China lodged a public protest today over U.S. plans to sell $1.4 billion in arms to Taiwan. The Foreign Ministry said that the move runs counter to President Trump's commitment to the one-China policy. Beijing considers Taiwan to be a renegade province.
Separately, Chinese President Xi Jinping was in Hong Kong to mark the 20th anniversary of the city's handover from Britain. He greeted thousands of Chinese troops at an army garrison, a display aimed at groups calling for Hong Kong's independence. Xi made clear that China is not letting go.
PRESIDENT XI JINPING, China (through interpreter):
After 20 years of Hong Kong's return to the motherland, the practice of one country, two systems has gained universally acknowledged success. Of course, we have encountered some new situations, new problems and new challenges in the practice. It is not horrible to have problems. The point is to figure out some ways to solve them.
The Chinese Foreign Ministry also caused a stir, dismissing the 1997 agreement with Britain. A spokesman said it — quote — "no longer has any practical significance."
There is word that the flow of refugees out of Syria has reversed. The U.N. Refugee Agency reports nearly half-a-million Syrians have returned to their homes this year. Most have returned to areas where government forces have regained control after years of fighting.
Back in this country, a gunman opened fire at a hospital in New York City, killing one doctor and seriously wounding several others, before taking his own life. Police said the shooter was also a doctor who had once worked at the Bronx Lebanon Hospital. Emergency crews and heavily armed police descended on the scene. Officials said it was an isolated incident, and not an act of terror.
Local and federal authorities in Chicago unveiled new efforts today to cut the flow of illegal guns, including adding more federal agents. The announcement came as President Trump tweeted that crime and killings in Chicago have reached epidemic proportions. Officials in the city said there's actually been some improvement, but they also welcomed the federal help.
JOEL LEVIN, U.S. Attorney:
Significant progress is being made in the effort to combat the violence in Chicago, but the level of violence continues at an unacceptable level, and it is a battle which can only be fought with all hands on deck. That is state, federal, and local law enforcement.
As of Sunday, there have been more than 1,300 shootings in Chicago this year. That's down from nearly 1,600 at the same point last year.
Firefighting crews are making progress against a wildfire that threatened to engulf an Arizona town. Officials reopened a major roadway in Prescott Valley today, north of Phoenix, and hundreds of people were allowed back into their homes. A few thousand others are still in shelters.
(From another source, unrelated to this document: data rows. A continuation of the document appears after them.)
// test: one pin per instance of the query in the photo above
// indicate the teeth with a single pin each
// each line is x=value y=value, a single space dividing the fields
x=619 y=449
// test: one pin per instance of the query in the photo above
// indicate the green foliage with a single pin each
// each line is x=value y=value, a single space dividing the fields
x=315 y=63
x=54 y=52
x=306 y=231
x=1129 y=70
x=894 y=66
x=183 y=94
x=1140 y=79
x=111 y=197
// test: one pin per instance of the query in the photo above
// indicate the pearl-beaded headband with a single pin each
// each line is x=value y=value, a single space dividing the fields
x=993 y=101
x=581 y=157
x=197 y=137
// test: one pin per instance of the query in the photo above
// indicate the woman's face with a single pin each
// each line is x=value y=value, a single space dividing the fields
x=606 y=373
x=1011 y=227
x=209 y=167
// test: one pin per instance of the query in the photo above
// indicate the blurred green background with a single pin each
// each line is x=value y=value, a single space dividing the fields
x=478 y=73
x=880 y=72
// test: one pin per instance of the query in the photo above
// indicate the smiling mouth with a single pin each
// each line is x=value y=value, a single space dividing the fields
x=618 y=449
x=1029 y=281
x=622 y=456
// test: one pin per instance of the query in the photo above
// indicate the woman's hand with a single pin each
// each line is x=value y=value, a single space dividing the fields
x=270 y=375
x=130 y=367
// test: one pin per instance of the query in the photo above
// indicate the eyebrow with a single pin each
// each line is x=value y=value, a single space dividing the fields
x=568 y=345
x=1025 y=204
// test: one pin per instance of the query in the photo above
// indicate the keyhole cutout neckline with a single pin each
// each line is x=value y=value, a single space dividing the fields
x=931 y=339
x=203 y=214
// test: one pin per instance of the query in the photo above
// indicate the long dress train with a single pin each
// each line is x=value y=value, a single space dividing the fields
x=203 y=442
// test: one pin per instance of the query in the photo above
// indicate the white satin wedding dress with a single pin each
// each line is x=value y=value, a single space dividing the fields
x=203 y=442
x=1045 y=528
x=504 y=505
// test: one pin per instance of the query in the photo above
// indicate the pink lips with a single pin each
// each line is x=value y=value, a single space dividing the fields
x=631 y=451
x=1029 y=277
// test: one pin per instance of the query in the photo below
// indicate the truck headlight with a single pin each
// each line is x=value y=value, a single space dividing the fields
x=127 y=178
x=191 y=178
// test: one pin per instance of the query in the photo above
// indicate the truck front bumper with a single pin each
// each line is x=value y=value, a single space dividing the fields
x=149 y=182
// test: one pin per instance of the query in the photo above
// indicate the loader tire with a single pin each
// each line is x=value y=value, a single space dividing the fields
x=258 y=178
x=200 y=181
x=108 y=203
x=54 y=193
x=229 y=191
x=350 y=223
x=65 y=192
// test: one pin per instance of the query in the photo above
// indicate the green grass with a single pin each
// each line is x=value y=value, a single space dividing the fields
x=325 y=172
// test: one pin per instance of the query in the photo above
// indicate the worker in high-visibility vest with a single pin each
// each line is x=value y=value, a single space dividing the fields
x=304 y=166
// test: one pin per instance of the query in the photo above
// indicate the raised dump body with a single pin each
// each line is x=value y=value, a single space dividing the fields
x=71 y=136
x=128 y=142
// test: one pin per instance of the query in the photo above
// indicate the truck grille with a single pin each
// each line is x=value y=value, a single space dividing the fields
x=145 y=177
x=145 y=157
On Wall Street today, the Dow Jones industrial average gained 62 points to close at 21349. The Nasdaq fell about four points, and the S&P 500 added three. Both the Dow and the S&P were up 8 percent for the first half of the year. That is the Dow's best showing since 2013. The Nasdaq rose 14 percent, its best since 2009.
And on a lighter note, Crayola is asking for help naming a new shade of blue. Out of 90,000 submissions, the top five contenders are, dreams come blue, star-spangled blue, blue moon bliss, reach for the stars, my favorite, and blue-tiful.
You can vote on Crayola's Web site starting tomorrow through August 31.